Saturday, 04/05/2014 5:04:17 PM

Saturday, April 05, 2014 5:04:17 PM

Post# of 3835
I have a friend who is a Gastroenterologist at a major U.S. hospital and asked him to review the Phase 1 Cohort 1 findings.

He isn't a liver specialist and doesn't know anything about GALT or the drug other than what is in the presentation but thought the results were very encouraging but also very early.

The most important thing to him was the absence of SAE's in the patients across the board, that is obviously a huge stumbling block for most new drugs.

He said, 'It will be interesting to see how the second group of patients, on a higher dose, respond. The main difficulty in this study is the lack of an easy marker to follow; the ones that are used are quite recent, without a strong track record; the biopsies remain the gold standard, then the elastography.'

I know the stock is down this week in reaction to the news but it is still up 50% from January 1st, 600% from January, 2013 and GALTW is up 1400% since January, 2013.

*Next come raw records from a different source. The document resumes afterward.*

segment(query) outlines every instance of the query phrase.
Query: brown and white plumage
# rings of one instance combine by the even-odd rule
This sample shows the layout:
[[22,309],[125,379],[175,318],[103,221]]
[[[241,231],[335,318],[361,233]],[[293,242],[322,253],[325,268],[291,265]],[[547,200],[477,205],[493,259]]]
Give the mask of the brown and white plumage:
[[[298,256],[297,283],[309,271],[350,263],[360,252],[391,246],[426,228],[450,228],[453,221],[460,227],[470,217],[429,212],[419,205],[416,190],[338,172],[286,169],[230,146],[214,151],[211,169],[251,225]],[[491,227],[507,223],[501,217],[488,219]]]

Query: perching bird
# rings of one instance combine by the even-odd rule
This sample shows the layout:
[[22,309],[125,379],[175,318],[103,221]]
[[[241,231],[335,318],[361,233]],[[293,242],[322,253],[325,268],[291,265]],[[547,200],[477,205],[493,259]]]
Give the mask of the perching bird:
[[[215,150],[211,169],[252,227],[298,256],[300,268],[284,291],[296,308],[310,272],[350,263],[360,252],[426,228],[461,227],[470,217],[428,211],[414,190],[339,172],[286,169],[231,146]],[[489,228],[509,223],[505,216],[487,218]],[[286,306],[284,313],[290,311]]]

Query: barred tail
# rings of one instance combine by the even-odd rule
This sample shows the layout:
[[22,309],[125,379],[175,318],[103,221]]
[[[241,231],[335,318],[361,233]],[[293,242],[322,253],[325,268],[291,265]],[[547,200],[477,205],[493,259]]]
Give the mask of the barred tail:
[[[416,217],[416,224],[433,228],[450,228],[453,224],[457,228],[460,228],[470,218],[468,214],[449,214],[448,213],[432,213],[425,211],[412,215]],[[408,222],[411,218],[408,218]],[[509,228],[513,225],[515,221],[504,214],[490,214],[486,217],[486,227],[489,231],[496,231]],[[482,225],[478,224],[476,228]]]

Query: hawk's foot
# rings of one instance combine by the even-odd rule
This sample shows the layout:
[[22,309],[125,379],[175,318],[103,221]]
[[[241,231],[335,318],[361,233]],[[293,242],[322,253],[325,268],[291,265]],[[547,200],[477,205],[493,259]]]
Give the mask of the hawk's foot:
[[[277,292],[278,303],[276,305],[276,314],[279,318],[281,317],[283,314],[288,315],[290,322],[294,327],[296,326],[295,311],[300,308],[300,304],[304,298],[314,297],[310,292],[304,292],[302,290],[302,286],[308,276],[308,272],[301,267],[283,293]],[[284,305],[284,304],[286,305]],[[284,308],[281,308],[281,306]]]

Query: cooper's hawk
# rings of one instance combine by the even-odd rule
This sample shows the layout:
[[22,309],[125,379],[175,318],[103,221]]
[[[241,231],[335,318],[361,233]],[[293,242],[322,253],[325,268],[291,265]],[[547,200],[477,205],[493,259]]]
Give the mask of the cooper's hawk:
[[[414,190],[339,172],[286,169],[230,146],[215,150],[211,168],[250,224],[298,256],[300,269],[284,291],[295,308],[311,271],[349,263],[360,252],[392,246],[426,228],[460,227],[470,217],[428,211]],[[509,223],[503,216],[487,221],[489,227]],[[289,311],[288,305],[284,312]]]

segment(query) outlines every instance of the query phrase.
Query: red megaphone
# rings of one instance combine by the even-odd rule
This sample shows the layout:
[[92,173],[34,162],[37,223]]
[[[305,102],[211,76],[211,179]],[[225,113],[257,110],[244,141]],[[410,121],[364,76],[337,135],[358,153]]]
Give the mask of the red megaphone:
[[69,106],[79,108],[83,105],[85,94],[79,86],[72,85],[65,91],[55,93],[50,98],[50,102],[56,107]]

As I am a long term holder this week's events are the best news I've had in 5 years as the first human results track the animal results-GALT will clearly move to a Phase 2 trial and, with the Fast Track designation and no SAE's, it most likely wouldn't take much for the FDA to approve the drug for at least treatment of advanced liver disease, a market that has no cure other than a transplant.

Even if GR-MD-02 only extends life for those patients by several years without the need for a transplant (which is very, very risky) it provides a significant improvement for people with that disease and, as Tesla1 says, how long will the FDA want to wait before approving this drug when people are dying every day from liver failure?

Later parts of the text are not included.